On the day that the Swift Boat controversy reached a rabid apogee–that would be the day a Bush campaign lawyer resigned because of his ties to the Swifties, and Max Cleland made the stagy delivery of a protest letter to the Bush ranch–a woman named Elba Nieves stood at a town meeting in Philadelphia and told John Kerry that she had recently been laid off. The candidate proceeded to ask her a series of questions. She answered with quiet dignity. She had worked in a ribbon factory for four years. She said the company was having trouble keeping up with foreign competitors and was forced to close when it was refused a new bank loan. She was given no notice of termination, no severance package. Her shift–about 300 people–was simply called together at the end of a workday and dismissed. “They were changing the locks even before we left,” she added. The audience, composed mostly of trade unionists, gasped and groaned.
I called Nieves the next day to check the details of her story, and, as it happened, there were some complicating factors. First, she admitted that her question had been precooked–her union had asked her to come to the event and tell the story. Kerry turned to Nieves immediately; her question was the first. This, in itself, isn’t a terrible thing: George Bush constantly manages to “find” small-business people at his town meetings whose companies are booming because of his tax cuts. But Nieves went on to tell me that she recently had been called back to work at the ribbon factory and refused to return, on the advice of her union, because the company wouldn’t continue her health insurance. Hmm, I thought: If I were a coldhearted political operative, I could get some rich friends to finance a group of Nieves’ fellow employees–perhaps those who had returned to work without health insurance–call them Ribbon Workers for Truth and make this poor woman’s life a trial. (As it is, I’ve acted as a Not-So-Swift Columnist for Truth by revealing some of the more problematic details of her story.)

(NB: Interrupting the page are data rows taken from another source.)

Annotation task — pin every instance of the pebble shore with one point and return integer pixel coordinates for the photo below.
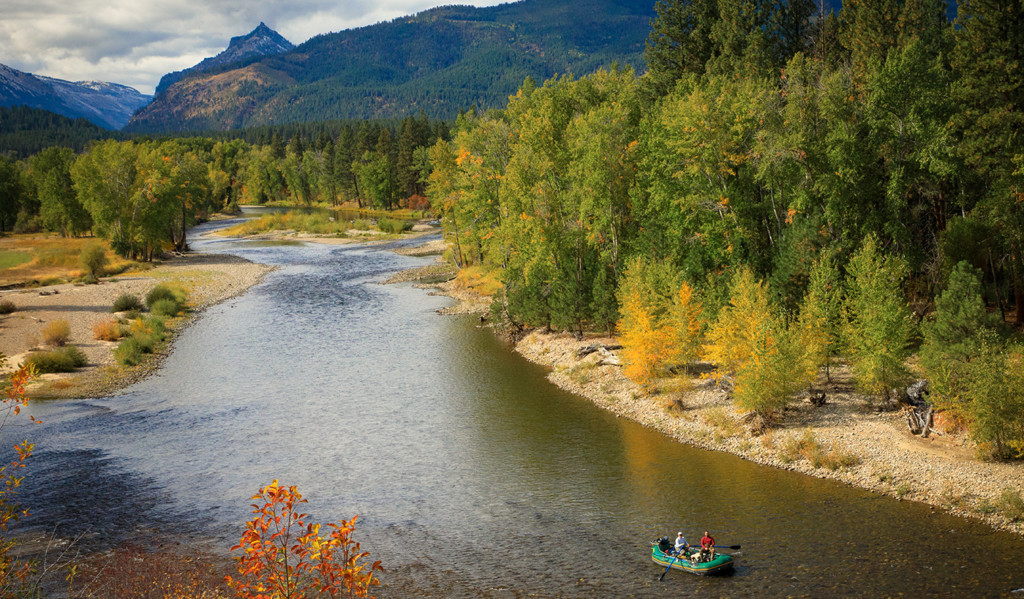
(941, 471)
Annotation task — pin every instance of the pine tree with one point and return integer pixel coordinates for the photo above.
(680, 42)
(954, 336)
(879, 321)
(988, 59)
(818, 327)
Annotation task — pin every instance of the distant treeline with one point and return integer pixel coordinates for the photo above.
(142, 194)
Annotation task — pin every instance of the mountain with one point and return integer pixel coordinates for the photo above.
(107, 104)
(439, 60)
(25, 131)
(260, 42)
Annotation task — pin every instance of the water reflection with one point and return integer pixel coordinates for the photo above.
(472, 475)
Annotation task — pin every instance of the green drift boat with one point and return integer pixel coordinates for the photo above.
(719, 565)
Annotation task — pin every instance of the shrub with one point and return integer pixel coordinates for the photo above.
(1012, 505)
(93, 259)
(128, 352)
(127, 303)
(165, 307)
(720, 418)
(109, 330)
(65, 359)
(148, 333)
(56, 332)
(393, 225)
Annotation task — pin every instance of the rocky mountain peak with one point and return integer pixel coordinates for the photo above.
(260, 42)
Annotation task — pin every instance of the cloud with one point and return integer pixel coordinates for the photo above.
(136, 42)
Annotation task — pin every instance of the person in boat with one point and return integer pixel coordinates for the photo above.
(682, 548)
(707, 547)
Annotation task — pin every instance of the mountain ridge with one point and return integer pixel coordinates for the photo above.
(107, 104)
(438, 60)
(258, 43)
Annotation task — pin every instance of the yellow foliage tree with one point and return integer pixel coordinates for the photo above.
(660, 323)
(645, 343)
(686, 327)
(752, 342)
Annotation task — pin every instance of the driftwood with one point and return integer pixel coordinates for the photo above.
(921, 416)
(920, 422)
(608, 358)
(589, 349)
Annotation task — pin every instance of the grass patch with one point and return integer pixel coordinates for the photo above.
(11, 258)
(56, 333)
(141, 337)
(483, 282)
(985, 507)
(109, 330)
(808, 447)
(49, 258)
(165, 307)
(128, 352)
(127, 303)
(721, 420)
(65, 359)
(1012, 505)
(166, 300)
(580, 373)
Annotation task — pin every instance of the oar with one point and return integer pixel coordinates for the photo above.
(662, 578)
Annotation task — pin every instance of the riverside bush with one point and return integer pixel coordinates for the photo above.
(128, 352)
(127, 303)
(109, 330)
(93, 259)
(165, 307)
(164, 292)
(393, 225)
(65, 359)
(1012, 505)
(56, 332)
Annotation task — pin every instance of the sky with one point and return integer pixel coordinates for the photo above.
(135, 42)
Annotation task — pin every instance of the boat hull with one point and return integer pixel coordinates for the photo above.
(720, 565)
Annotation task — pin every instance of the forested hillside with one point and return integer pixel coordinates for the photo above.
(25, 131)
(776, 191)
(439, 61)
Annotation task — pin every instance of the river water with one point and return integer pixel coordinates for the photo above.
(471, 474)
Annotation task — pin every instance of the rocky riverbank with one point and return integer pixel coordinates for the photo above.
(848, 438)
(209, 279)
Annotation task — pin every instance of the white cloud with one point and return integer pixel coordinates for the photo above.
(135, 42)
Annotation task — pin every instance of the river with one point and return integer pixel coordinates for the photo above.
(472, 475)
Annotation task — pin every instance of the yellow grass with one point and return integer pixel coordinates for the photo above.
(479, 280)
(53, 259)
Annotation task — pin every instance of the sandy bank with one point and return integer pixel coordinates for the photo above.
(208, 277)
(941, 471)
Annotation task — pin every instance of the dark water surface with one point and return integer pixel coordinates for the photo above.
(471, 474)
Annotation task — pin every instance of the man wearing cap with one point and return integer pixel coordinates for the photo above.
(681, 545)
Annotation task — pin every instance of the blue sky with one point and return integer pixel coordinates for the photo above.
(134, 42)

Ribbon Workers for Truth would be a nasty bit of business. It would purposely elide the most important fact–the larger truth–of Nieves’ story: that she was laid off, and in a particularly brutal way. As she left the factory on Aug. 4, she had no idea how she would support her three children. She still doesn’t know. And the uncertainty of her fate is a question with enormous political ramifications: What do we, as a nation, do about the downside of economic globalization? In fact, the real reason why Ribbon Workers for Truth would exist would be to divert attention from that question. The Ribbies would also turn Nieves’ refusal to return to work without a health plan into a “character” issue–and thus evade the essential ridiculousness of a health-insurance system that would usually provide Nieves care (through Medicaid) if she were on welfare but doesn’t if she is working a full-time job for an employer without a health plan.

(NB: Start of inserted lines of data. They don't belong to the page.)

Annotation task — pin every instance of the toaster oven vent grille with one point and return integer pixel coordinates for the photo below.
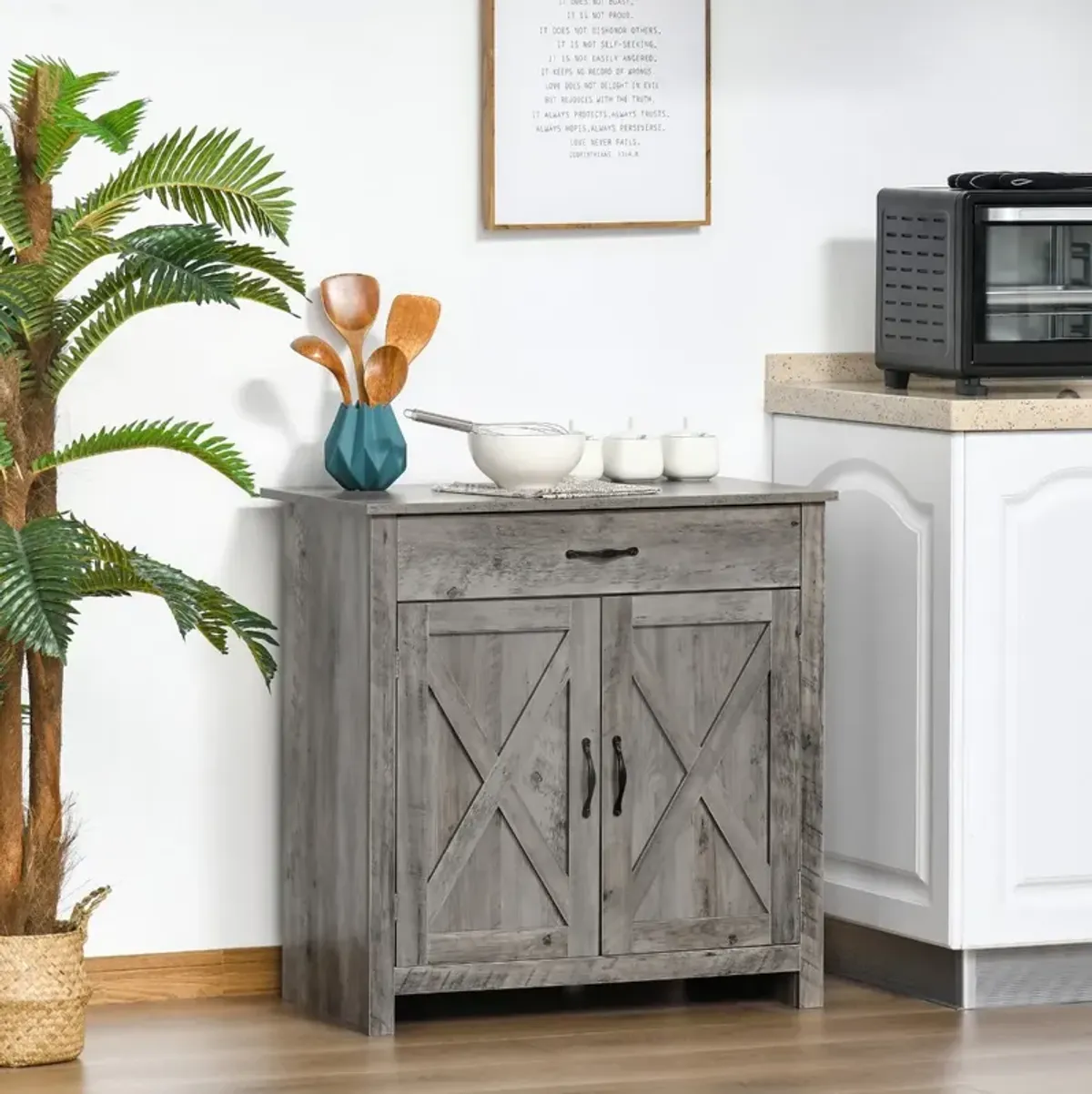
(915, 247)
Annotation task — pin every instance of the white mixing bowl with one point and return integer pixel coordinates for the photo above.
(526, 461)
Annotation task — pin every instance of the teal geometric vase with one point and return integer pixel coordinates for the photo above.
(365, 448)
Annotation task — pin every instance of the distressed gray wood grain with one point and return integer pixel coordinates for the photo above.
(670, 827)
(295, 818)
(477, 947)
(747, 960)
(512, 806)
(687, 747)
(583, 835)
(691, 610)
(810, 994)
(329, 953)
(486, 803)
(712, 933)
(379, 774)
(422, 500)
(492, 617)
(784, 768)
(445, 558)
(353, 846)
(617, 721)
(416, 850)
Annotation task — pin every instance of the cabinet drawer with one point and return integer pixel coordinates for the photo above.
(598, 553)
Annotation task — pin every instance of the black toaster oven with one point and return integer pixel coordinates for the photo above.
(973, 285)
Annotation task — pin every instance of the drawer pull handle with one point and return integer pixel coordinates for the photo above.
(605, 555)
(620, 763)
(590, 765)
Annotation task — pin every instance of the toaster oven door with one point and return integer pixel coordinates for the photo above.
(1033, 286)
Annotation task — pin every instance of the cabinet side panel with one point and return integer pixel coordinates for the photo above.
(325, 763)
(416, 852)
(784, 789)
(379, 775)
(812, 593)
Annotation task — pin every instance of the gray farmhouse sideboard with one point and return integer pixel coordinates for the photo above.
(541, 743)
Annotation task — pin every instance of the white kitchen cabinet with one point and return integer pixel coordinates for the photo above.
(958, 674)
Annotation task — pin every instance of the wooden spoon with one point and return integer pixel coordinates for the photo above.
(320, 351)
(385, 375)
(411, 324)
(351, 302)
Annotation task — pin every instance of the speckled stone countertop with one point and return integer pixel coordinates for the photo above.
(849, 388)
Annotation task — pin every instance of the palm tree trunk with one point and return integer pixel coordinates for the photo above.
(46, 676)
(11, 778)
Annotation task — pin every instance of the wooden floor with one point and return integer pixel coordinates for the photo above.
(864, 1041)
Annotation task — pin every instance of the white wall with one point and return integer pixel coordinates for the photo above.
(372, 107)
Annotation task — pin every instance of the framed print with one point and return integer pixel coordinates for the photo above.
(596, 114)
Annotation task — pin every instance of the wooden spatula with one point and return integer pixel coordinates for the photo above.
(320, 351)
(351, 302)
(385, 375)
(411, 324)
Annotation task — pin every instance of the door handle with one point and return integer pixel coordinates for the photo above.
(620, 764)
(590, 767)
(604, 555)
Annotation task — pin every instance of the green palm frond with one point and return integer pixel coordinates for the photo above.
(184, 258)
(26, 287)
(39, 569)
(6, 454)
(214, 177)
(185, 437)
(116, 129)
(196, 605)
(76, 312)
(264, 261)
(260, 291)
(133, 299)
(17, 299)
(12, 213)
(58, 83)
(68, 258)
(60, 122)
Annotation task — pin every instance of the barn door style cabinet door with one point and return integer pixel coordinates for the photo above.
(533, 744)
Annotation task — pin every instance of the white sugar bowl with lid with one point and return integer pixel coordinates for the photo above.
(631, 456)
(691, 456)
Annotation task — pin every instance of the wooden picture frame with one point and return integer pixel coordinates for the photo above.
(492, 216)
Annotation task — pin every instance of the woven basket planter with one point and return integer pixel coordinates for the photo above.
(44, 991)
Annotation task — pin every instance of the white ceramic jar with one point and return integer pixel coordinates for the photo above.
(632, 458)
(691, 458)
(591, 463)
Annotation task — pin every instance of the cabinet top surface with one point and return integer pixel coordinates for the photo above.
(849, 388)
(423, 500)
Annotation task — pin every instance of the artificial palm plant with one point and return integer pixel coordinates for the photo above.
(48, 561)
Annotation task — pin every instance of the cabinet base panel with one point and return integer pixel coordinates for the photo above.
(752, 960)
(966, 979)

But we’re not talking only about Elba Nieves here, are we? Now that the Swift Boat Veterans for Truth have turned out to be anything but–the only “lies” they’ve turned up are a mistaken date or a mild Kerry exaggeration about operating in Cambodia and a Purple Heart received for a minor wound–we are told their real gripe is that Kerry protested the war after he came home and sullied their service by testifying to atrocities committed by American troops in Vietnam. These are heartfelt gripes, perhaps, but wrong on the merits. Kerry’s protest was not only honorable, it was accurate. The war in Vietnam was an unnecessary disaster, entered into under false pretenses–the fabricated Gulf of Tonkin incident–and fought because of a mistaken intellectual theory: that the Vietnamese national liberation movement was part of an international communist conspiracy to overwhelm Asia. (The subsequent war between Vietnam and China put a crimp in that one.) And, yes, there were atrocities aplenty. I spent three years in the 1980s writing about a platoon of former Marines, men I consider heroes, and several unburdened themselves of awful memories before we were done: tossing a Vietnamese prisoner out of a helicopter, shooting an obviously innocent woman civilian in the back, collecting the ears of enemy dead. It was a meaningless, despicable war, and insane brutality was not an uncommon reaction.
But we’re not really talking about Vietnam here, are we? We are talking about the politics of misdirection, about keeping John Kerry on the defensive by raising spurious questions about his “character.” We may also be talking about Iraq–and limiting Kerry’s ability to question the President’s decision to go to war. If so, the Swifties need not have bothered. Kerry hasn’t shown much inclination to raise the real question about Iraq: Was it the right thing to do? And Bush hasn’t shown much inclination to talk about the mixed, confusing effects of globalization on people like Elba Nieves. Which means there are nondebates on the two most important issues facing the nation. Not-So-Swift Columnists for Truth is appalled.